“E
vejo e peço
Dias
de Outras cores...” (Caetano Veloso em Noite de Crital)
Árvore brasileira, inspiração cerrado |
Este ano pede um Natal com celebrações singelas. Vamos substituir nossas
reuniões maiores, festivas e animadas por encontro mais íntimo apenas entre os
residentes na mesma casa. Creio que, entre nós, os cristãos, nem mesmo uma
pandemia como a que estamos vivendo, justificaria deixar a data passar completamente
em branco.
Aqui, além da celebração religiosa, compõem esse ritual de fim de ano, as tradições, os costumes e as crenças de família. Eles retornam para nos lembrar quem somos, para que não esqueçamos onde estão fincadas nossas raízes, por mais que distanciemos delas.
Mesmo que a indústria e o
comércio, com suas artimanhas intensivas vivam a nos massacrar dizendo que o
Natal é um tempo de comprar e consumir cada vez mais, teimamos em
manter as tradições e os costumes e as nossas crenças que nos direcionam. Valorizamos
um paninho bordado a mão, um santinho de barro, um arranjo de flores colhidas do nosso jardim,
uma comida caseira, entre tantas outras delicadezas.Cerrado inspira presépio
O que pode ser melhor e mais
reconfortante, que os afetos nesses tempos de espanto, nesse turbilhão de
incertezas e indefinições como são os dias atuais?
Dias no preparo dos figos de Natal |
Tudo pode ser mais delicado ainda,
se houver uma apresentação de Caetano Veloso, como a que acabamos de assistir
pelas redes sociais. Ele esteve sereno e com o olhar quase triste, mas com sua poesia e sua música maravilhosas e uma presença marcante nesse espetáculo intimista, sem o
excesso de sons e cores, habituais em apresentações de grandes artistas em fins de ano.
Um cenário minimalista, o palco só
seu. Caetano foi-se reafirmando grande
na simplicidade, exaltou e recebeu em participação cada um de seus filhos;
babou para os netos, relembrou e enalteceu amigos. Recordou com afeto suas
origens, sua brasilidade. Falou de presépio, de infância e de cheiro de pitanga.
Lembrou e cantou Assis Valente, denunciando, mais uma vez, nossa enorme desigualdade
social: “Eu pensei que todo mundo fosse filho de Papai Noel”.

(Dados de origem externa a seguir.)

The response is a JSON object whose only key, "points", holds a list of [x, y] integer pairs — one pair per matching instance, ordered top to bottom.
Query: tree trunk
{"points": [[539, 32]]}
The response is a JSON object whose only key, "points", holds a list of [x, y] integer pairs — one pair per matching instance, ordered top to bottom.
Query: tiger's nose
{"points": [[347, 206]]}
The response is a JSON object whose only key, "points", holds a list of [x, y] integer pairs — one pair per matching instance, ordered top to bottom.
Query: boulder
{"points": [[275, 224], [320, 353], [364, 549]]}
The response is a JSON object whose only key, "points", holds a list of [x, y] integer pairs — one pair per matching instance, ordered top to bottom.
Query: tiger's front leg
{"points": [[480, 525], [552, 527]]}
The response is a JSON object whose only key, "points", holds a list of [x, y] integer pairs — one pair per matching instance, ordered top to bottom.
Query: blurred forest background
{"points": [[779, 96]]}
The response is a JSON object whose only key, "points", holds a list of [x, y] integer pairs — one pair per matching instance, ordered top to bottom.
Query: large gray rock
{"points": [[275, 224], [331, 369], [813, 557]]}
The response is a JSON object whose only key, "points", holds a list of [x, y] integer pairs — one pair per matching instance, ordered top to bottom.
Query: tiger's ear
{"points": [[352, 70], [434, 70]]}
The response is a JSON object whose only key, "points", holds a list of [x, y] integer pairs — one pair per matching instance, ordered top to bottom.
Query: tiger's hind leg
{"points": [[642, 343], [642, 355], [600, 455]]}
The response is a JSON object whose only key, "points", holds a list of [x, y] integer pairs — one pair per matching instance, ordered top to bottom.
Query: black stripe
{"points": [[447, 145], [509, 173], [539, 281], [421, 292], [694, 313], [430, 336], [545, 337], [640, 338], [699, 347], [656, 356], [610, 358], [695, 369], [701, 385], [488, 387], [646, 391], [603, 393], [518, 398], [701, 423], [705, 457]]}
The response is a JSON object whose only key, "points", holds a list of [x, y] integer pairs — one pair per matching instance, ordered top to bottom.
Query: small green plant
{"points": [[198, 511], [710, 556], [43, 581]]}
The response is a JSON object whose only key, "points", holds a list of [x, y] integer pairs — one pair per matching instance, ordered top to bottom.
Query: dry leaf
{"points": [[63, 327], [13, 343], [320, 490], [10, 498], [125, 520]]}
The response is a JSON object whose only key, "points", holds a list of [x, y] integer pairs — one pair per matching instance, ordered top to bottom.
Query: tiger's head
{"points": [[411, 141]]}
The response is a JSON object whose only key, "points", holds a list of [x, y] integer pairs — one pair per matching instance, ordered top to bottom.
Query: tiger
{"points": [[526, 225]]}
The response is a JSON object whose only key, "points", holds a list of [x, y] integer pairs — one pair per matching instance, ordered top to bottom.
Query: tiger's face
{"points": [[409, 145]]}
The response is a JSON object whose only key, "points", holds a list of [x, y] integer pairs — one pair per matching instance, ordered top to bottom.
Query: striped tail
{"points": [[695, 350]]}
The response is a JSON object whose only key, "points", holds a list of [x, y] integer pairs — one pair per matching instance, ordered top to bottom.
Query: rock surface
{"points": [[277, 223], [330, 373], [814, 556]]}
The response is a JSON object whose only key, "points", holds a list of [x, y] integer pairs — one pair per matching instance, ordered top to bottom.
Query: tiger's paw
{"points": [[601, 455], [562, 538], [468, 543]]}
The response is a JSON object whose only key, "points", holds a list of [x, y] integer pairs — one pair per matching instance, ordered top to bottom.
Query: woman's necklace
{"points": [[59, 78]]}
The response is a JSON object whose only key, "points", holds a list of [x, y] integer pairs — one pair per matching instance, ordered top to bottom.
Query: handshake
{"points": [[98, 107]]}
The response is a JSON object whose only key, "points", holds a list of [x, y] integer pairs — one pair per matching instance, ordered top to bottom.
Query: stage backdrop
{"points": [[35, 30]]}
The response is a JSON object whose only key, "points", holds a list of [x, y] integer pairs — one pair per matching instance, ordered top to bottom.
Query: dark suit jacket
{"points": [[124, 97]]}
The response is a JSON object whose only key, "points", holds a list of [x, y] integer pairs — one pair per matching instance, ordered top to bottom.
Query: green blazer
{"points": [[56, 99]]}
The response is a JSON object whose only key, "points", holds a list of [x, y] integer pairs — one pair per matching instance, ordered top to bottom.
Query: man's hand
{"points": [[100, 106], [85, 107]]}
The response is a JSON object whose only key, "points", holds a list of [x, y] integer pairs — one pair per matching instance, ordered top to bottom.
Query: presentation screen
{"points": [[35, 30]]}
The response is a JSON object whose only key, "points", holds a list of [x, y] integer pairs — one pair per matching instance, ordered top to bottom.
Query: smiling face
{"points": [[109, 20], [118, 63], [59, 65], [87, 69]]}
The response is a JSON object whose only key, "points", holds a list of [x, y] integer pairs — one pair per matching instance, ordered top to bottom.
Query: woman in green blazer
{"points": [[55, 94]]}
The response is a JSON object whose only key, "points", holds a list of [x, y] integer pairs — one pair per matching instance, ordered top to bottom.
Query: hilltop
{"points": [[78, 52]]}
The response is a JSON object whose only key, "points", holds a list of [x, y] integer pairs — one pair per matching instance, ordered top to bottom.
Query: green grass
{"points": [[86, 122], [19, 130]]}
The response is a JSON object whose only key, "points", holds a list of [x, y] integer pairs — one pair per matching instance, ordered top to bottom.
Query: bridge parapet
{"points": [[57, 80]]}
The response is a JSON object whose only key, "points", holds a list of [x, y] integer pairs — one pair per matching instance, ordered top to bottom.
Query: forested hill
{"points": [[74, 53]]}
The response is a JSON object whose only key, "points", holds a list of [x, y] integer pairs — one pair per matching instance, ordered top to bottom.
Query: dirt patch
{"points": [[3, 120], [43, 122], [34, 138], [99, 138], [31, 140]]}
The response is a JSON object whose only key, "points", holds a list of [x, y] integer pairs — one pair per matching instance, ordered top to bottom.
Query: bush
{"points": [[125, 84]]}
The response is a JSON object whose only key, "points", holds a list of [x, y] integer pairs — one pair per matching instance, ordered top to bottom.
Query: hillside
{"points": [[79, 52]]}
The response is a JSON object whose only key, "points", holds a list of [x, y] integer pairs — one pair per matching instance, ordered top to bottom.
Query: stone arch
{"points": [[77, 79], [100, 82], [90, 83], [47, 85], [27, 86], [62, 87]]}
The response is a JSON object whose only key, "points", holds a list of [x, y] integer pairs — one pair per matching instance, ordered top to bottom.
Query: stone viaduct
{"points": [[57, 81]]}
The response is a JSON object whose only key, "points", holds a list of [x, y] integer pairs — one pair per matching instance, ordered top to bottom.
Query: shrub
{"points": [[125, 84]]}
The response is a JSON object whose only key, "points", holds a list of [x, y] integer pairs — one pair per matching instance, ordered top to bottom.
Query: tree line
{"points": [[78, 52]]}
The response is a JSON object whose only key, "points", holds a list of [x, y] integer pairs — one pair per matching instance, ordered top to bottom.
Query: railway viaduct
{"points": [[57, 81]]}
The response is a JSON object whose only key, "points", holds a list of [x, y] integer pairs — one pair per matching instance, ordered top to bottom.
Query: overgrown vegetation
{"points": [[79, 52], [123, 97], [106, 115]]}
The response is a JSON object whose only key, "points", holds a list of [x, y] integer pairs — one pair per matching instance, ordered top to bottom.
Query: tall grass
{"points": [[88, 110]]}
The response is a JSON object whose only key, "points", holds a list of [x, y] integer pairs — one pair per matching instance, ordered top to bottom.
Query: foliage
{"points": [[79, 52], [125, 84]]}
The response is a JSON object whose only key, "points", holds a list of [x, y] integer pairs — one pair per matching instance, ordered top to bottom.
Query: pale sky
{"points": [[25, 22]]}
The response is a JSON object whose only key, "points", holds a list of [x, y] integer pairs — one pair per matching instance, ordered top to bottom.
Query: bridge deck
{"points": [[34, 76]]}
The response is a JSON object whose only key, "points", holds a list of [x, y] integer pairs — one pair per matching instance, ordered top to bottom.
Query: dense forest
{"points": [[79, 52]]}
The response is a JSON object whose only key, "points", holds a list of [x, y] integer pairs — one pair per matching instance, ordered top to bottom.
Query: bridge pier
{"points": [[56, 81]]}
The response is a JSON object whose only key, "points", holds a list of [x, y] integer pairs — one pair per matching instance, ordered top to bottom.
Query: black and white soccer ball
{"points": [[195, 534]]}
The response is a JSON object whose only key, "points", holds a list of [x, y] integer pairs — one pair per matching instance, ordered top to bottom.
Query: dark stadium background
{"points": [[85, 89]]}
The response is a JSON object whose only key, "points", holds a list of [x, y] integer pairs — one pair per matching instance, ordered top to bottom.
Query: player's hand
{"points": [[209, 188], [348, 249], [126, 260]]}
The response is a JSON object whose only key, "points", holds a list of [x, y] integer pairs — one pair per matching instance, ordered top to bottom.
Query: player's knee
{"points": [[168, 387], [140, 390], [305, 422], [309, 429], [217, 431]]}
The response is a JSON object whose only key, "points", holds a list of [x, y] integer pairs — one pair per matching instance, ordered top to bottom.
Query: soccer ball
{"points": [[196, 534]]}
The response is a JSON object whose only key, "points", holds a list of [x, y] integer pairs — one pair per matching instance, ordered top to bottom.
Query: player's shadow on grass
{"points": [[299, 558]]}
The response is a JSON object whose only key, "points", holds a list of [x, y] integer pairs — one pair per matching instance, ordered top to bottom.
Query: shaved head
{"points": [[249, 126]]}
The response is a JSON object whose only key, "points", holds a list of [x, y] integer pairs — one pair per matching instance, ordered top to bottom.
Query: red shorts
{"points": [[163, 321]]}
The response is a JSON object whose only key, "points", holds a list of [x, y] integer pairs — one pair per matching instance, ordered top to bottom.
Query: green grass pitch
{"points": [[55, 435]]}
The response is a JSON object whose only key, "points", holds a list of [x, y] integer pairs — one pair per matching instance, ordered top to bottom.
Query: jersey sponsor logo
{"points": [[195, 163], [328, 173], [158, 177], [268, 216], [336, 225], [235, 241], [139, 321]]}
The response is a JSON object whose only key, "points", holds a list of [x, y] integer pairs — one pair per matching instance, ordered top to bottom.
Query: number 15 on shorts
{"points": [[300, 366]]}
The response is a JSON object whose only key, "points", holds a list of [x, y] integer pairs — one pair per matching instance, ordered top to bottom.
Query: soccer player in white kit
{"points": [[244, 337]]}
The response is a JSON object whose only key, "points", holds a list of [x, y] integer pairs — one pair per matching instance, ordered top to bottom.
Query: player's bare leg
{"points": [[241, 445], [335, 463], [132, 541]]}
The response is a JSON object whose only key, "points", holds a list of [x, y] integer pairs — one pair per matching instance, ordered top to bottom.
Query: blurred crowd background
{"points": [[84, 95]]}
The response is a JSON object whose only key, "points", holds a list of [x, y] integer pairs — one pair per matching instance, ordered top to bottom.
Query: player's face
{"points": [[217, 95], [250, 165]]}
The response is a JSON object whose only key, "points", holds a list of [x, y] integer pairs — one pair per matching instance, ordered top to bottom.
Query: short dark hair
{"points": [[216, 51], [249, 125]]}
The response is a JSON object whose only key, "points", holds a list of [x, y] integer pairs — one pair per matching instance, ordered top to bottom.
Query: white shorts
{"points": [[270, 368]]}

Em celebrações de fim de ano,
costumamos pensar sobre essa entidade vaga, “tempo, tempo, tempo, tambor de
todos os ritmos”. Caetano o tempo todo, destilou poesia e nos fez refletir: “Existirmos,
a que será que se destina... ?” e não nos permitiu esquecer que “Gente quer ser feliz...
Gente é para brilhar, não para morrer de fome”.
Generoso e modesto, o artista sabe que é um dos maiores dos tempos modernos.
Todavia, foi incapaz de deixar escapulir uma faísca sequer de arrogância, de
altivez exagerada. Fez, merecidamente uma declaração de amor a “Sua branquinha,
seu irmão” a mulher que lhe assegura a sustentação necessária para se manter ativo e moderníssimo, com quase oitenta anos de idade.
Ele disse ao iniciar o relato de
suas memórias de Natal que via “em torno da manjedoura, o mundo”. Nessa
apresentação transmitida pela internet, vimos em torno de Caetano, o mundo. Gratidão.